Где-то далеко, на периферии восприятия, шагал звериной тропой Блошка, шурша тихо, как ветерок по луговой траве, пока в спутанные рыжие вихры не бухнулся сверху с громким чириканьем Чмок, и тогда Блошка закричал на весь лес, смеясь и ругаясь одновременно.
Если постараться, можно учуять, как перебирают лапками-проволочками муравьи, как скользят по глади озера водомерки. Свои голоса, уловимые только внутренним слухом, были даже у солнечных зайчиков – листья трепетали, и зайчики с тихими смешками скакали по лицу. Эх, лежать бы так целыми днями, растворившись в лесной вселенной…
Локаторы Кешкиного суперслуха доставали пока недалеко. Ему говорили, что при ручье, в половине дневного перехода к северу, жили бобры. Но сколько Кешка ни старался, не сумел услышать ни ручья, ни бобров. И ветер, как назло, дул с востока.
Если поймать хороший ветер, можно долететь хоть до края земли – Мара не показывала ему этого трюка, он сам научился. Пользы от такого умения кот чихнул… То есть ни кота, ни даже оленя, несясь с верхоглядом-ветром, скорее всего не заметишь – если только гигантского лося. Но Кешке нравилось мчаться без руля и ветрил, теребить и спутывать кудри берёз, трепать еловые лапы, шелестеть мелкой пугливой листвой.
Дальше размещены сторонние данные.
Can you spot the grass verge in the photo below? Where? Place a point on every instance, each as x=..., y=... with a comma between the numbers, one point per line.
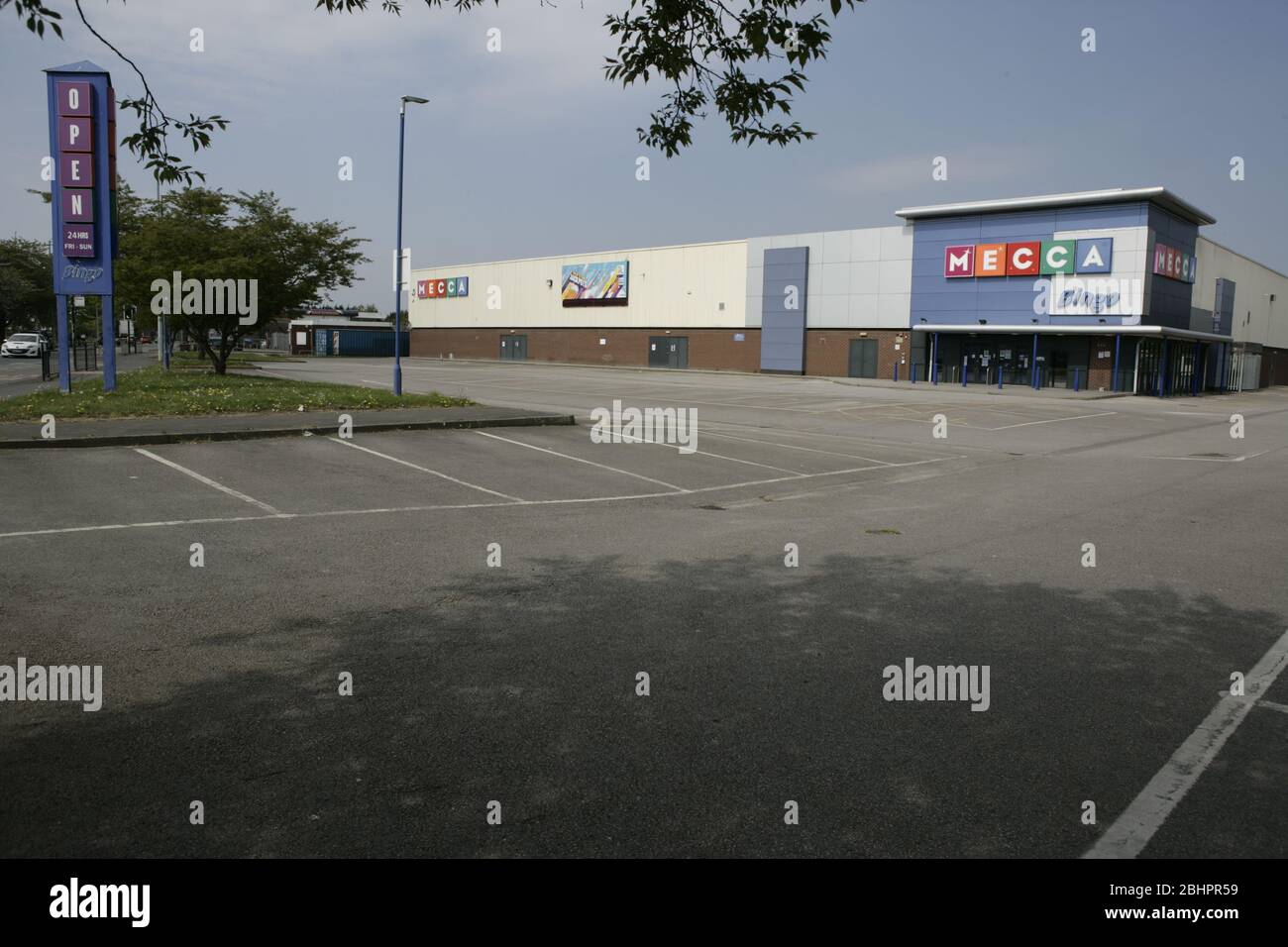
x=194, y=359
x=154, y=392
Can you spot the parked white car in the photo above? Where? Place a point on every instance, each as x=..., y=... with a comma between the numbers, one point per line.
x=24, y=346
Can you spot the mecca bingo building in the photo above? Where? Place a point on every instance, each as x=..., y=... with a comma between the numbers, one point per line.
x=1106, y=290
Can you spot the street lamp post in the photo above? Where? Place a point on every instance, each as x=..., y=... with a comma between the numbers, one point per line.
x=402, y=134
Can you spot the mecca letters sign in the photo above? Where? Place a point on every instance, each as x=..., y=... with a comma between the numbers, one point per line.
x=1029, y=258
x=451, y=287
x=82, y=146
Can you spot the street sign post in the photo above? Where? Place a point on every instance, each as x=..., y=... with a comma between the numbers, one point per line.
x=82, y=140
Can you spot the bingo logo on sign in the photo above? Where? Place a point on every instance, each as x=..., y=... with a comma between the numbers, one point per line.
x=1029, y=258
x=456, y=287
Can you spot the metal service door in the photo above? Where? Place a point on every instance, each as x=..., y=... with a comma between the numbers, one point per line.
x=514, y=348
x=678, y=352
x=658, y=351
x=863, y=357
А вот такого ещё ни разу не было: по животу, под футболкой, просквозило холодком – промозглым каким-то, могильным. Стылые щупальца коснулись затылка, пробежали по шее, мазнули вдоль хребта… Кешка отпустил ветер и вывалился из райских кущ на бренную твердь обычного человеческого мира.
Детишки, Марины ученики, сидели или лежали, прилежно зажмурив глазёнки, с рассеянными улыбками на губах, и только двое пацанят тихонько перешёптывались и разглядывали что-то в траве – то ли большого жука, то ли крошечного мышонка.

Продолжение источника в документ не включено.